We don't use ```.spawn()``` to initiate multi-gpu training since it causes certain limitations.

- Everything must the pickable.
- ```.spawn()``` trains the model in subprocesses and the model in the main process is not updated.
- DataLoader with N processes gets really slow when the N is large.

## Training with [Accelerate](https://huggingface.co/docs/accelerate/index)

Setting `use_accelerate` in `TrainingArgs` to `True` will enable training with Accelerate.

You can also use it for multi-gpu or distributed training.

```console
CUDA_VISIBLE_DEVICES="0,1,2" accelerate launch --multi_gpu --num_processes 3 train_recipe_autoregressive_prompt.py
```

See the [Accelerate docs](https://huggingface.co/docs/accelerate/basic_tutorials/launch).

## Adding a callback
👟 Supports callbacks to customize your runs.
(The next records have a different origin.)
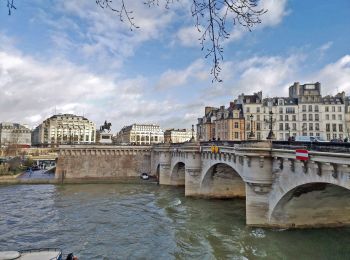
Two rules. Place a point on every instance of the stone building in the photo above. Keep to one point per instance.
(310, 108)
(177, 135)
(222, 124)
(206, 124)
(304, 113)
(140, 134)
(64, 129)
(334, 117)
(14, 134)
(347, 117)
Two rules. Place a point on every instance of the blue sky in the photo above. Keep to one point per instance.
(72, 57)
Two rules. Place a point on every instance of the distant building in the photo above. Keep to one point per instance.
(177, 135)
(304, 113)
(64, 129)
(14, 134)
(222, 124)
(140, 134)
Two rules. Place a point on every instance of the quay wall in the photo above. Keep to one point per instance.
(110, 163)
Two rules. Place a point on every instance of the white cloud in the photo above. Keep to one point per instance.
(189, 36)
(174, 78)
(276, 11)
(334, 77)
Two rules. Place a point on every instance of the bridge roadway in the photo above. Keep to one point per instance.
(280, 191)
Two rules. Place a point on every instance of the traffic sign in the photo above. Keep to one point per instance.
(302, 154)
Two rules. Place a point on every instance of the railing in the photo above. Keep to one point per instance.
(313, 146)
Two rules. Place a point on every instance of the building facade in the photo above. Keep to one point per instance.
(303, 113)
(222, 124)
(64, 129)
(177, 135)
(140, 134)
(14, 134)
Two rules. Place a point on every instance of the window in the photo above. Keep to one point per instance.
(290, 110)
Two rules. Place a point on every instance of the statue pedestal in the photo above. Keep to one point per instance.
(103, 137)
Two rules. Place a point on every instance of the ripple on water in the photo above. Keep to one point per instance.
(148, 221)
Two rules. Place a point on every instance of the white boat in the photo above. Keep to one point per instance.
(33, 254)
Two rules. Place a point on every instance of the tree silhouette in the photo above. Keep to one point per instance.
(211, 20)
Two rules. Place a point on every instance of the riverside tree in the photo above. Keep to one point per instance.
(214, 19)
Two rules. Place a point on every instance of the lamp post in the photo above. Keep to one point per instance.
(251, 134)
(192, 130)
(271, 135)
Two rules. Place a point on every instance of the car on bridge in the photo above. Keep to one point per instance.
(311, 139)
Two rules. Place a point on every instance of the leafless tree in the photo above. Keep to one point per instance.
(213, 19)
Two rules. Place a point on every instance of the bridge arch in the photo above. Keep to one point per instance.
(177, 175)
(312, 204)
(223, 181)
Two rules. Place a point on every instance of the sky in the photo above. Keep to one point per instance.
(63, 56)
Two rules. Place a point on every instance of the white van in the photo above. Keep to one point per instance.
(309, 139)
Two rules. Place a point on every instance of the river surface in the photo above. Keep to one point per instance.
(126, 221)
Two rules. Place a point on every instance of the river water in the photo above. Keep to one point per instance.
(127, 221)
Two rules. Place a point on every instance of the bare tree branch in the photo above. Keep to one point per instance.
(211, 17)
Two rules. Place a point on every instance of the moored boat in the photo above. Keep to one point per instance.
(35, 254)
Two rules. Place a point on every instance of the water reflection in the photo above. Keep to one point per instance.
(149, 221)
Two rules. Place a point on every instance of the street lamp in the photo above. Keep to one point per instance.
(251, 134)
(271, 135)
(192, 138)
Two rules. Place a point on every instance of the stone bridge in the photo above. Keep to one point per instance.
(101, 163)
(280, 191)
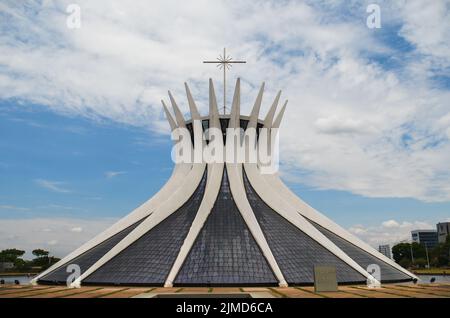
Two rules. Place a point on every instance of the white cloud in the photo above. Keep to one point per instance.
(55, 186)
(389, 232)
(112, 174)
(351, 125)
(77, 229)
(58, 235)
(390, 224)
(13, 208)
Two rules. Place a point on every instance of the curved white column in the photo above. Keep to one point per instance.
(277, 186)
(238, 192)
(280, 206)
(184, 192)
(236, 183)
(215, 174)
(179, 173)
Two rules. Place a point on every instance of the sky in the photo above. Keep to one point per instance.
(83, 138)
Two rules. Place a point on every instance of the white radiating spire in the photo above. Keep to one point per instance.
(213, 111)
(277, 121)
(178, 115)
(195, 115)
(236, 106)
(269, 117)
(172, 123)
(253, 122)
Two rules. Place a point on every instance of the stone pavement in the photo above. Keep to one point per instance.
(436, 290)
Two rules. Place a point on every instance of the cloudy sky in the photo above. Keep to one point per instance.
(83, 139)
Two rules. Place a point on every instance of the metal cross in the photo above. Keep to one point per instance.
(224, 62)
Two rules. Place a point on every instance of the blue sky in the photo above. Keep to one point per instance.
(83, 139)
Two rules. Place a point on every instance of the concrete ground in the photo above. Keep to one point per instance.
(436, 290)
You can either set callbacks in your model implementations or give them
explicitly to the Trainer.

Please check `trainer.utils.callbacks` to see available callbacks.

Here is how you provide an explicit call back to a 👟Trainer object for weight reinitialization.

```python
def my_callback(trainer):
    print(" > My callback was called.")

trainer = Trainer(..., callbacks={"on_init_end": my_callback})
trainer.fit()
```

## Profiling example

- Create the torch profiler as you like and pass it to the trainer.
    ```python
    import torch
    profiler = torch.profiler.profile(
        activities=[
            torch.profiler.ProfilerActivity.CPU,
            torch.profiler.ProfilerActivity.CUDA,
        ],
        schedule=torch.profiler.schedule(wait=1, warmup=1, active=3, repeat=2),
        on_trace_ready=torch.profiler.tensorboard_trace_handler("./profiler/"),
        record_shapes=True,
        profile_memory=True,
        with_stack=True,
    )
    prof = trainer.profile_fit(profiler, epochs=1, small_run=64)
    then run Tensorboard
    ```
- Run the tensorboard.
    ```console
    tensorboard --logdir="./profiler/"
    ```

## Supported Experiment Loggers
- [Tensorboard](https://www.tensorflow.org/tensorboard) - actively maintained
- [ClearML](https://clear.ml/) - actively maintained
- [MLFlow](https://mlflow.org/)
- [Aim](https://aimstack.io/)
- [WandDB](https://wandb.ai/)

To add a new logger, you must subclass [BaseDashboardLogger](trainer/logging/base_dash_logger.py) and overload its functions.